On a logical level, she did not owe me anything simply because we were both women in a system that had not been built for either of us. She was not my mother. She was not my mentor, not really. She was a person trying to hold her ground in a difficult place and I was one more variable in her intense day.
The part of me that walked out of her office feeling like I had failed a test I did not know I was sitting did not care about logic.
The mirror
Okay, here is the part I do not particularly enjoy writing.
Not long enough ago, I was in a meeting with a woman who had arrived with more polish and more confidence than I had managed at her age. She was good. Clearly good. The kind of good that fills a room before it has earned the room’s permission, which is a particular kind of threat to a particular kind of wound.
I felt it before I clocked it: a tightening, a measuring, the quiet involuntary question of whether she was an ally or a problem. The flash of something ungenerous that had nothing to do with her and everything to do with me. I watched myself do it in real time and still could not fully stop it.
I saw myself in it. Clearly, the way you sometimes see yourself in a shop window and do not immediately recognise the person looking back.
I am not going to perform guilt about this.
It was there. I noticed it. I have been working on it. What I want to say is that the system does not stop with the women who came before us. It is in us too, in the places we have not yet looked. The brainwashing does not announce itself. You find it later, in the moments you are not proud of, in the irritation that turns out to be a mirror, in the woman who irks you for a reason that is more about you than her.
Not comfortable. Not optional, if you actually want things to change.
The letter
So here it is.
I do not forgive you, because forgiveness suggests a ledger I have decided to close, and that is not quite right. What I have instead is understanding, which is harder to arrive at and probably more useful.
I understand that you were operating inside a system that made generosity dangerous. I understand that I arrived carrying evidence of your sacrifice without knowing that is what I was carrying. I understand that what sometimes looked like cruelty was a misguided attempt at immunisation, preparing me for a world you knew and I did not.

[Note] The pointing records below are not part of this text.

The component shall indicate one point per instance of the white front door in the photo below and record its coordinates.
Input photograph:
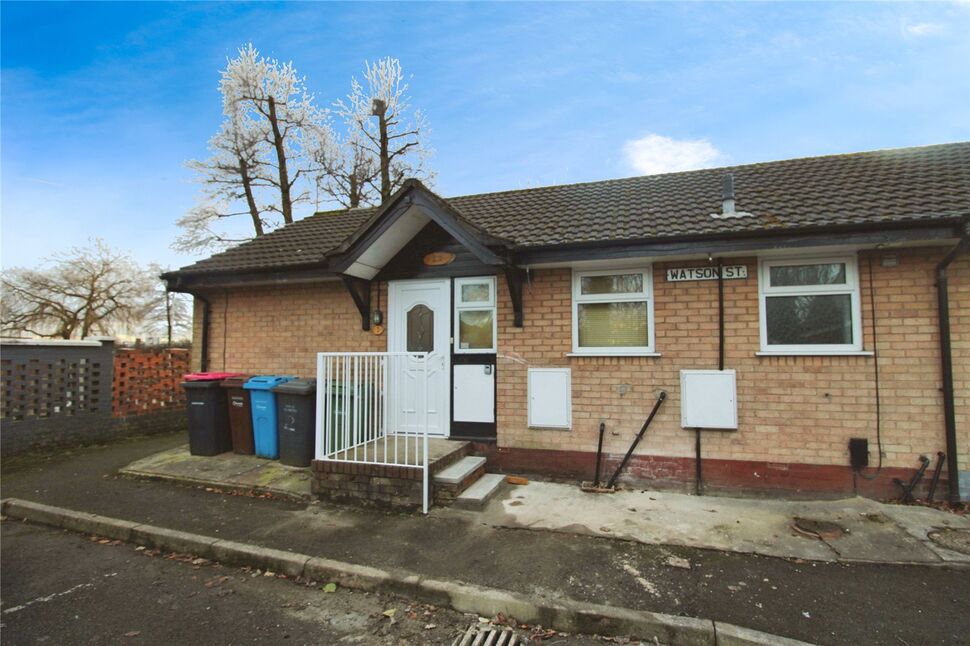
(419, 320)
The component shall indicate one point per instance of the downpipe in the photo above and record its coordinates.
(946, 361)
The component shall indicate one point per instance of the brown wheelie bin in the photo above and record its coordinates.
(240, 415)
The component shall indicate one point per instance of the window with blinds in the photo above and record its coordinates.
(613, 312)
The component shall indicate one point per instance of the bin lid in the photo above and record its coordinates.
(266, 382)
(297, 387)
(210, 376)
(235, 382)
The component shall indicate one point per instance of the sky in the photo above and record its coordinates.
(101, 104)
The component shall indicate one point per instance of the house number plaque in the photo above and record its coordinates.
(439, 258)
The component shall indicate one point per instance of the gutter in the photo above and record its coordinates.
(946, 361)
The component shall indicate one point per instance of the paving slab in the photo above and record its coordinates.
(227, 470)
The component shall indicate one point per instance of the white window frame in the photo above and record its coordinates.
(461, 306)
(645, 295)
(851, 287)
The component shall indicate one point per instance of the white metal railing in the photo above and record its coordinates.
(372, 408)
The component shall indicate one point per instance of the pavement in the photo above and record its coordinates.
(821, 601)
(869, 531)
(56, 586)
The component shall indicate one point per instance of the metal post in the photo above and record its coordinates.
(425, 407)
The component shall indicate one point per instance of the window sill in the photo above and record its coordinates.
(613, 354)
(814, 353)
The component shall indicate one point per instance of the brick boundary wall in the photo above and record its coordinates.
(147, 380)
(71, 394)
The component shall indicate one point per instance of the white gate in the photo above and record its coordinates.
(360, 418)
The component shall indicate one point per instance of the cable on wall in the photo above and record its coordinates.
(875, 364)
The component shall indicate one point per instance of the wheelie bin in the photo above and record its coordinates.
(262, 400)
(240, 414)
(208, 416)
(296, 401)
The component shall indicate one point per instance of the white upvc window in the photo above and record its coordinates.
(613, 312)
(475, 324)
(810, 305)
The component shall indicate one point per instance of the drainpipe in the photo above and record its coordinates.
(946, 360)
(204, 349)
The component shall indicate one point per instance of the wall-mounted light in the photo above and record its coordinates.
(889, 260)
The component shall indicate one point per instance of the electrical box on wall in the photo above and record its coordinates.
(708, 399)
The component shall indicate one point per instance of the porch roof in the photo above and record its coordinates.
(920, 186)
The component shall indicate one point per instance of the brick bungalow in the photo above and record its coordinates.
(564, 307)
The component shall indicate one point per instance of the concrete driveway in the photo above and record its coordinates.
(872, 532)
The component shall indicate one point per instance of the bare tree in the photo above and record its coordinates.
(271, 93)
(82, 292)
(379, 109)
(231, 179)
(168, 314)
(345, 172)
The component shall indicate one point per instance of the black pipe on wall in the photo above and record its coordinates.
(946, 362)
(204, 343)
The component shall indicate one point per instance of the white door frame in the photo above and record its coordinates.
(439, 399)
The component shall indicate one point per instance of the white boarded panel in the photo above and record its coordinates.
(550, 398)
(708, 399)
(474, 389)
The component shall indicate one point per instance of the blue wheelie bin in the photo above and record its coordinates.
(263, 404)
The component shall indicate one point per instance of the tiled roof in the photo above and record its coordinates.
(888, 186)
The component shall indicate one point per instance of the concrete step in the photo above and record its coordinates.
(477, 496)
(459, 471)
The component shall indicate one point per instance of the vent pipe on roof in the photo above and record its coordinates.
(727, 201)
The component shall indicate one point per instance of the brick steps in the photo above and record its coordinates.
(449, 483)
(476, 496)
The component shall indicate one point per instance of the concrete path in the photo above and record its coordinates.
(816, 601)
(873, 532)
(225, 471)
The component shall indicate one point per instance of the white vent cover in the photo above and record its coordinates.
(550, 398)
(708, 399)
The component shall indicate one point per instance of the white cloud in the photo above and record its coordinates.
(658, 154)
(921, 29)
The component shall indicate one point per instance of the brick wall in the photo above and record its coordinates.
(275, 330)
(59, 395)
(148, 380)
(792, 410)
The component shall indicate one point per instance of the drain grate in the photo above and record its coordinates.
(812, 528)
(487, 635)
(957, 540)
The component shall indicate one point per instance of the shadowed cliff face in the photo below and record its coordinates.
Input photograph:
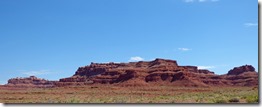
(161, 71)
(158, 71)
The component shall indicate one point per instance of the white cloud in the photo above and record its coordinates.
(136, 58)
(35, 73)
(200, 1)
(250, 24)
(189, 1)
(205, 67)
(184, 49)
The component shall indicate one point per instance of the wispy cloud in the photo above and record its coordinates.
(200, 1)
(205, 67)
(184, 49)
(250, 24)
(136, 58)
(35, 73)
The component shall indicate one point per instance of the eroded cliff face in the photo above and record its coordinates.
(30, 81)
(159, 71)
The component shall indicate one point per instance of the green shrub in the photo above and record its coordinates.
(233, 100)
(220, 101)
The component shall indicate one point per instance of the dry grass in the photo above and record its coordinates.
(118, 94)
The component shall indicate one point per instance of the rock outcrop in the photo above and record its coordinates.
(160, 71)
(30, 81)
(242, 69)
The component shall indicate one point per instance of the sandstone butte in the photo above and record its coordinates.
(143, 73)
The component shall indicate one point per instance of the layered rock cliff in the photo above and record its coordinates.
(160, 71)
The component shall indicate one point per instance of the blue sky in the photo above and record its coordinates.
(52, 38)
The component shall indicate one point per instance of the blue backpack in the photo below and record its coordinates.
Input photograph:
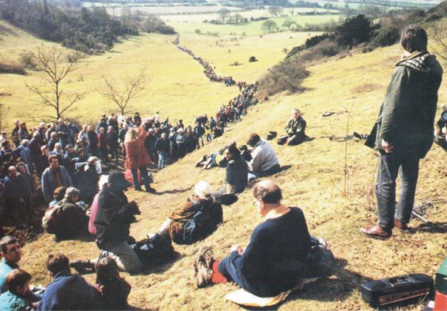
(192, 228)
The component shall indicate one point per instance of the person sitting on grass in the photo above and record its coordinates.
(72, 219)
(211, 215)
(67, 291)
(276, 256)
(263, 158)
(114, 290)
(236, 178)
(14, 299)
(295, 130)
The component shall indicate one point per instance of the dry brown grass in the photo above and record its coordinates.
(312, 180)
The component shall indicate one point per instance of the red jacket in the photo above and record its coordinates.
(136, 154)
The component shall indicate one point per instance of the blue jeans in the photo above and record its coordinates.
(161, 159)
(143, 172)
(390, 166)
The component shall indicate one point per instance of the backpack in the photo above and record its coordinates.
(154, 250)
(321, 259)
(51, 219)
(195, 227)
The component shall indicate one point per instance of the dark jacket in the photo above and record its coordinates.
(408, 112)
(187, 211)
(49, 182)
(297, 126)
(69, 292)
(237, 175)
(162, 145)
(114, 217)
(276, 255)
(72, 220)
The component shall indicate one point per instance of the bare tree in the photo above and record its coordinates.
(439, 36)
(122, 96)
(53, 63)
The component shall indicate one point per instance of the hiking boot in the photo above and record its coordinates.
(206, 256)
(376, 232)
(400, 225)
(204, 275)
(83, 266)
(150, 189)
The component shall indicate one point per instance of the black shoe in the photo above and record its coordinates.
(150, 190)
(83, 266)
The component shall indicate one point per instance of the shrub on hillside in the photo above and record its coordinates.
(27, 59)
(157, 25)
(354, 31)
(385, 37)
(285, 76)
(10, 67)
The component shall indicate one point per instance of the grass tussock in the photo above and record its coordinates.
(286, 76)
(12, 67)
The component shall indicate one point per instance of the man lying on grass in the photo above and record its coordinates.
(276, 256)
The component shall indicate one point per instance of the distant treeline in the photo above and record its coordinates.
(90, 31)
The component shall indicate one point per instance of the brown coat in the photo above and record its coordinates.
(187, 211)
(136, 154)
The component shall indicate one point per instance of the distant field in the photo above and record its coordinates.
(115, 9)
(251, 28)
(223, 52)
(247, 14)
(177, 87)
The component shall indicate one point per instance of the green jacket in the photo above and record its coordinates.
(295, 126)
(407, 115)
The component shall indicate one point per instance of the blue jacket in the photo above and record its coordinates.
(11, 302)
(69, 292)
(49, 182)
(5, 269)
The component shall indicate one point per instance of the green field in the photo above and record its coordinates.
(252, 28)
(198, 18)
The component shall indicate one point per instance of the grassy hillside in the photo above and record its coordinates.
(177, 86)
(313, 178)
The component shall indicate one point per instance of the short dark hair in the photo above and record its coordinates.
(253, 139)
(57, 263)
(51, 157)
(59, 193)
(267, 192)
(106, 270)
(414, 38)
(17, 278)
(5, 241)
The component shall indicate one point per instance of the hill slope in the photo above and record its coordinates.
(313, 178)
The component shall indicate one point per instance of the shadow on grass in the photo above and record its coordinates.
(174, 191)
(338, 287)
(432, 227)
(161, 267)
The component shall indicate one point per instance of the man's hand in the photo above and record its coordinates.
(238, 248)
(387, 146)
(134, 208)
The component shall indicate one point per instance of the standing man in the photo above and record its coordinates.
(405, 131)
(162, 148)
(295, 128)
(53, 177)
(11, 253)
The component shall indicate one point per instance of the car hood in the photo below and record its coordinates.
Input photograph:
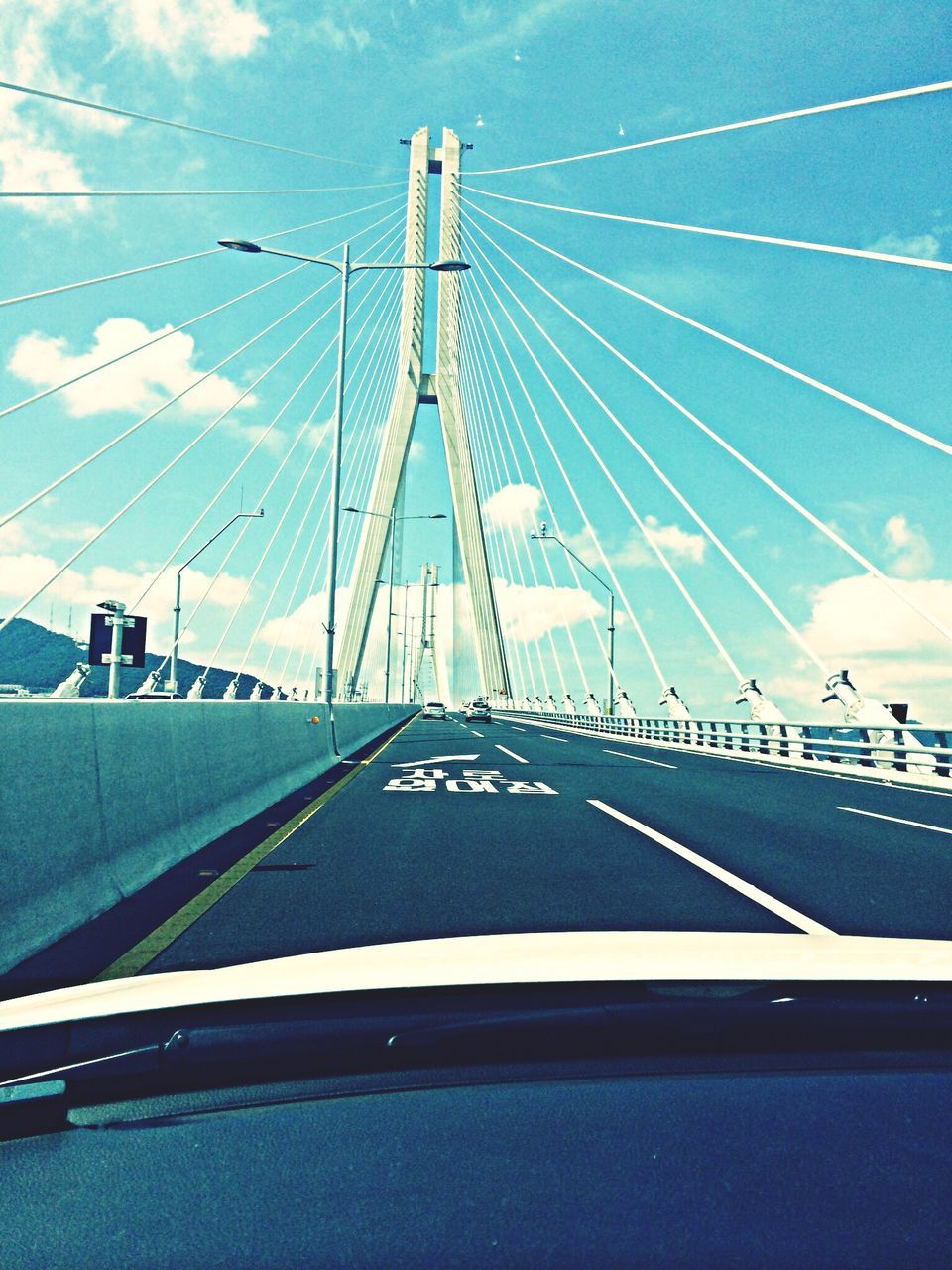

I even understand that some of what felt like your meanness was my own mirror, and that my healing was always going to require me to look at that.
What I want for the women coming through now is the thing neither of us had access to: a system where the seat is not scarce. Where one woman’s arrival does not threaten another woman’s position. Where the knowledge gets passed down with warmth instead of with invisible tests.
I hope what is coming is something you would have wanted for yourselves too, if anyone had ever thought to ask.